Secondary sources for guidance and understanding: Researching Thomas Jefferson

I spent two days at the Thomas Jefferson library near Monticello cruising through the bound transcripts of his Papers, and browsing the stacks.  Although primary sources are the gold standard, I find equally precious gems in secondary sources. Gasp! Did I really say that? Yes, I did, and here’s why.
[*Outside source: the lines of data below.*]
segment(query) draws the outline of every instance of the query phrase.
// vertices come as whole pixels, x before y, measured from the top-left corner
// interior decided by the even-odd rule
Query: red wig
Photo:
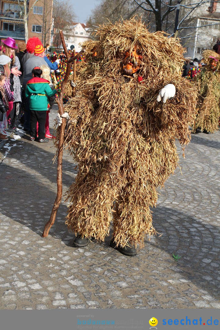
[[[31,53],[33,53],[36,46],[39,45],[42,45],[42,43],[39,38],[37,37],[33,37],[33,38],[30,38],[27,42],[26,48],[27,51]]]

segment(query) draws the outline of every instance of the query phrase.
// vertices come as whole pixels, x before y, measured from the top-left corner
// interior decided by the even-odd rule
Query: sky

                Unless you are a veteran scholar of TJ and have spent your career steeped in his work, then you need some guidance to the immense amount of writing the man left behind. Jefferson wrote some 18,000 letters (compared to his contemporaries who wrote about 5000), and then there are the letters he received, political missives, declarations, summaries, essays, financial memorandum, travel journals, daily notations in a farm book, garden book, and  meteorological data covering more than 60 years. That’s a lot of stuff to plow through.  Thankfully scholars have done much of the shoveling for you. Some clear a better path than others, and that’s where a great librarian is invaluable showing you who to trust and what to steer clear of.  Anna Berkes at the TJ library is one of those librarians.
               Besides the sheer volume of Jefferson’s legacy, you also need help understanding what he and others of his time meant.  The overly polite courtesies of 18th century letter writing can be tedious to slog through. Several times I found myself thinking, “Get on with it, already.”  On the other hand they were conscientious enough to future readers to note which letters they were referring to. They had to – after all, letters took days and weeks to reach their destination.  
               It's harder to 'get' 18 th century sarcasm.  When were they being snarky? When were they joking?  Thomas and one of his college buddies often wrote letters of their great adventures trying to top the other one. So, some of the adventures TJ wrote about never happened.  How would I know that if Kevin Hayes, author of Road to Monticello, hadn’t told me? 

               So, thank you Anna and Jack at the Thomas Jefferson Library for locating documents for me, and thank you to Betts, Boyd, Padover, Hatch, Peterson,  Meacham, Hayes, Thomson, Wulf, Dugatkin, and all the writers who have come before me who are helping me understand one of the most amazing men in history.